Bringing it back to our problem, the true value of \(\theta\) is the criminal we’re looking for. Since \(\theta\) is a real number, between any two values (say 0.8 and 0.9), there are infinitely many real numbers (0.88, 0.888, etc.). That is, there infinitely many values that \(\theta\) can take, thus it is impossible for us to know its exact value but the PDF tells us how \(\theta\) is concentrated at each point between [0,1].

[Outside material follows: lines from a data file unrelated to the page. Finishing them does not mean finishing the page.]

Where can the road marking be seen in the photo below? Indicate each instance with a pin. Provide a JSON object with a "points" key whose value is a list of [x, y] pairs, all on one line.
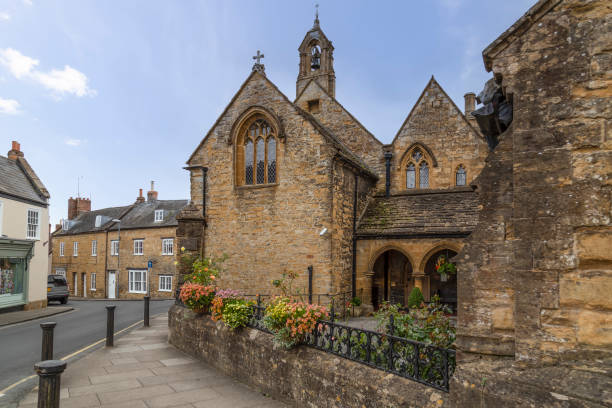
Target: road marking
{"points": [[4, 391]]}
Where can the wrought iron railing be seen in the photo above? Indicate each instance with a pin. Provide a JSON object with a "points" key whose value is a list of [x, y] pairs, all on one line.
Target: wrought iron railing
{"points": [[424, 363]]}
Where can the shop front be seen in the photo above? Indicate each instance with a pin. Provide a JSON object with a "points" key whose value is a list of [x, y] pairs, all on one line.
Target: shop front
{"points": [[15, 258]]}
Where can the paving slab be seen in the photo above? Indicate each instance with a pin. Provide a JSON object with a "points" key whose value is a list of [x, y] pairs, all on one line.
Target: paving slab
{"points": [[144, 371]]}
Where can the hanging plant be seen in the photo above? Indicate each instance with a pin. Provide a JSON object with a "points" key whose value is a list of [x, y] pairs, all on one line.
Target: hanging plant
{"points": [[445, 268]]}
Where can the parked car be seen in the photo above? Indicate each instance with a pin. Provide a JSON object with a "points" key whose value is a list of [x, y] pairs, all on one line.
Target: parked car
{"points": [[57, 288]]}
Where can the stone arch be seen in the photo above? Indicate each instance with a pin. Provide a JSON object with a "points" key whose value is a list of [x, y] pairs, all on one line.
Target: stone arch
{"points": [[423, 146], [386, 248], [453, 246], [251, 114]]}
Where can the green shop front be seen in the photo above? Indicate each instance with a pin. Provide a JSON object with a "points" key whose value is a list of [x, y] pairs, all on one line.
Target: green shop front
{"points": [[15, 258]]}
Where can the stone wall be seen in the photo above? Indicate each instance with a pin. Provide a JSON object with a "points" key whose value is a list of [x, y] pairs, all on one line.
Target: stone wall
{"points": [[342, 124], [304, 377], [267, 229], [438, 124]]}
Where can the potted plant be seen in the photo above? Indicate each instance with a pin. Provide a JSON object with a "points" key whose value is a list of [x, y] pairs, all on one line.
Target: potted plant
{"points": [[445, 268]]}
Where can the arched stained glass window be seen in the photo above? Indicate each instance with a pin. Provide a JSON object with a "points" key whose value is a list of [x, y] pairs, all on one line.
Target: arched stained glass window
{"points": [[248, 162], [256, 157], [424, 175], [461, 176], [261, 161], [271, 160], [410, 176]]}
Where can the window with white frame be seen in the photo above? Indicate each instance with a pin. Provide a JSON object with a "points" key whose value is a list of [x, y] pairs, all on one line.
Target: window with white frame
{"points": [[137, 281], [165, 283], [33, 229], [168, 246], [138, 247], [159, 215], [114, 248]]}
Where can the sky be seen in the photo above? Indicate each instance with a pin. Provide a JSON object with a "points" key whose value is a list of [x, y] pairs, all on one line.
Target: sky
{"points": [[105, 96]]}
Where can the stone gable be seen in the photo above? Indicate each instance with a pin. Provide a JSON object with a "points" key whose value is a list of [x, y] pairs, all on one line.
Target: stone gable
{"points": [[437, 123]]}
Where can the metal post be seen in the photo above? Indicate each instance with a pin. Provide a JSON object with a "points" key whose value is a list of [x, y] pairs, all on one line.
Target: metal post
{"points": [[110, 325], [47, 341], [146, 318], [310, 284], [49, 373]]}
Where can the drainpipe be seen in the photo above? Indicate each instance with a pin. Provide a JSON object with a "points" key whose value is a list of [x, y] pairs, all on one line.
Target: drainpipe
{"points": [[388, 156], [354, 277]]}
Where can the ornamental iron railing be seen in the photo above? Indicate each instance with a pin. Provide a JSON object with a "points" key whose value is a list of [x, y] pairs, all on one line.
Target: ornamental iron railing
{"points": [[425, 363]]}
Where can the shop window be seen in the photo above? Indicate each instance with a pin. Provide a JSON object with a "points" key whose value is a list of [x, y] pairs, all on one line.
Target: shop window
{"points": [[137, 281]]}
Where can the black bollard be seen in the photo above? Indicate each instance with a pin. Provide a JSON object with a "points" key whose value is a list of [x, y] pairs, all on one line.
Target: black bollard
{"points": [[47, 343], [146, 319], [110, 325], [49, 373]]}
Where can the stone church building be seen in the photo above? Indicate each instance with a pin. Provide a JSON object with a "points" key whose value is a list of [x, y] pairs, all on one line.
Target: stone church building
{"points": [[281, 185]]}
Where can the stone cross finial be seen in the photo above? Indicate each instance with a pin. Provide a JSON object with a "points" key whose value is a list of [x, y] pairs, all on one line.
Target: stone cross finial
{"points": [[258, 66]]}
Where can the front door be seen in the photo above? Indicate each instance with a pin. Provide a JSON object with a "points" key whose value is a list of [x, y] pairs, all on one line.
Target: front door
{"points": [[111, 285]]}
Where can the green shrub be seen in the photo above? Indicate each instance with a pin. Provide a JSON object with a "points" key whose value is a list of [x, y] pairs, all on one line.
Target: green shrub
{"points": [[416, 298]]}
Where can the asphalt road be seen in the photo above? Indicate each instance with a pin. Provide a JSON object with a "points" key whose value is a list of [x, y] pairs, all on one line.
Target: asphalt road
{"points": [[20, 344]]}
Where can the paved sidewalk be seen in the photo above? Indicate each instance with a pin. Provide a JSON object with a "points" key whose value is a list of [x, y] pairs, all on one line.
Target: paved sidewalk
{"points": [[26, 315], [143, 370]]}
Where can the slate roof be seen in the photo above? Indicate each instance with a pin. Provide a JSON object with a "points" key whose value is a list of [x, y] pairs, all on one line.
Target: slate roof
{"points": [[138, 215], [14, 181], [433, 212], [142, 215]]}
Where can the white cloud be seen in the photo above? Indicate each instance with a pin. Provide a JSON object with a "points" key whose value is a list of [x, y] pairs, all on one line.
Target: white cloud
{"points": [[73, 142], [68, 80], [9, 106], [64, 81], [19, 64]]}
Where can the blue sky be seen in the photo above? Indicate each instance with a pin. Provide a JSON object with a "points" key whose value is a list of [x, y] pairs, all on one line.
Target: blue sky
{"points": [[118, 93]]}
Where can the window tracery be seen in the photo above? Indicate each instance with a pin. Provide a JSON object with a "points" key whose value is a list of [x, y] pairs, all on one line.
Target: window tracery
{"points": [[417, 169], [257, 152]]}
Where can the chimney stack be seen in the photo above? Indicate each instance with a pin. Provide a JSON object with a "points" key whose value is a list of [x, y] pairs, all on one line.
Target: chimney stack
{"points": [[140, 198], [15, 151], [152, 194], [470, 103], [78, 206]]}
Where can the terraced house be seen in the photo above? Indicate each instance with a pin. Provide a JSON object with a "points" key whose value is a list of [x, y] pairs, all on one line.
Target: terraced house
{"points": [[123, 252], [24, 234]]}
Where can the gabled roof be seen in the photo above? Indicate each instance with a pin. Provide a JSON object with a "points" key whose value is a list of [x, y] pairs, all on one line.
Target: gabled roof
{"points": [[17, 179], [431, 82], [426, 212], [344, 151], [535, 13], [341, 106], [138, 215]]}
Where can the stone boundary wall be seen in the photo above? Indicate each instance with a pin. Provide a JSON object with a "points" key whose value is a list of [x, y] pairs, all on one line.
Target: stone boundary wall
{"points": [[303, 377]]}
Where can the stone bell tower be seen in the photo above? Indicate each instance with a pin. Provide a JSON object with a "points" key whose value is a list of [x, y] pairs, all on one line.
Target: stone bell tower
{"points": [[316, 60]]}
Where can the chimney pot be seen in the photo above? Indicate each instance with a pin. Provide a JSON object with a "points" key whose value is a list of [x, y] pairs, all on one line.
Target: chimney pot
{"points": [[15, 151], [470, 103]]}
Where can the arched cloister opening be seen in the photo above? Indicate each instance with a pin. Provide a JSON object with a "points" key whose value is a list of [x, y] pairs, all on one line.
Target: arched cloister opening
{"points": [[392, 279], [444, 285]]}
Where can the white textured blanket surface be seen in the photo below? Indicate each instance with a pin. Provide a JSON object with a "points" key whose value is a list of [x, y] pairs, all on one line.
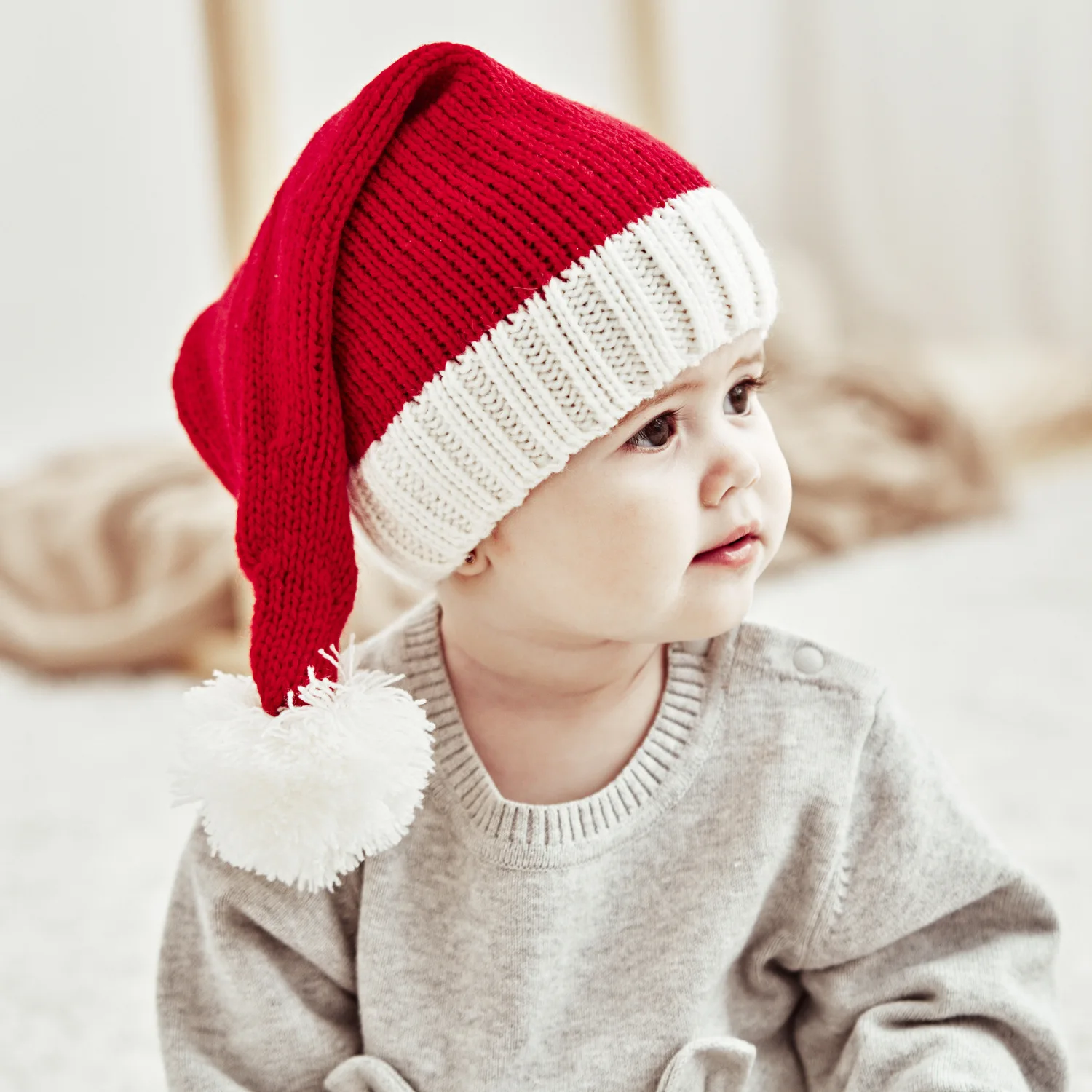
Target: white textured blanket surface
{"points": [[985, 629]]}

\[ x \rightarrow PDF \rightarrow \text{a real number that is }\textbf{density }\text{around } x \] The PDF takes a value (\(x\)) and returns a real number which is the density of the distribution at the value \(x\). Indeed, if you look at the code, you will see that the plots of the PDFs (Figures 1 and 2)are generated by taking a sequence of values (data) and getting the corresponding output from the Beta PDF of a specific shape. For the Beta(1,1) case, the density around all of the values of \(\theta\) that we tried is the same. Since the number of criminals per unit length (a specific value for theta \(\theta\) ) is the same every where, you are equally likely to bump into the criminal anywhere betwen [0,1].

Alternatively, if we had some intuition that most of the mass for \(\theta\) is centered around 0.5 (the bar in our analogy), we could define a prior as Beta(10,10) :

Figure 2 : Probability density function (PDF) of Beta(10,10) Distribution.

# Create a data frame with x values and corresponding Beta(1,1) density values
data <- data.frame(x = seq(0, 1, length.out = 100))
data$y <- dbeta(data$x, shape1 = 10 , shape2 = 10)

# Plot the Beta(1,1) distribution using ggplot2
ggplot(data, aes(x = x, y = y)) +
  geom_line(color = "skyblue", linewidth = 1) +
  labs(x = expression(theta), y = "Density") +
  theme_minimal() +
  theme(plot.title = element_text(hjust = 0.5),
        panel.grid = element_blank())  # Remove grid lines

What we see is that the density per unit length increases as we get close to \(\theta = 0.5\) : Our prior belief is that the true success rate is more likely to be found around 0.5.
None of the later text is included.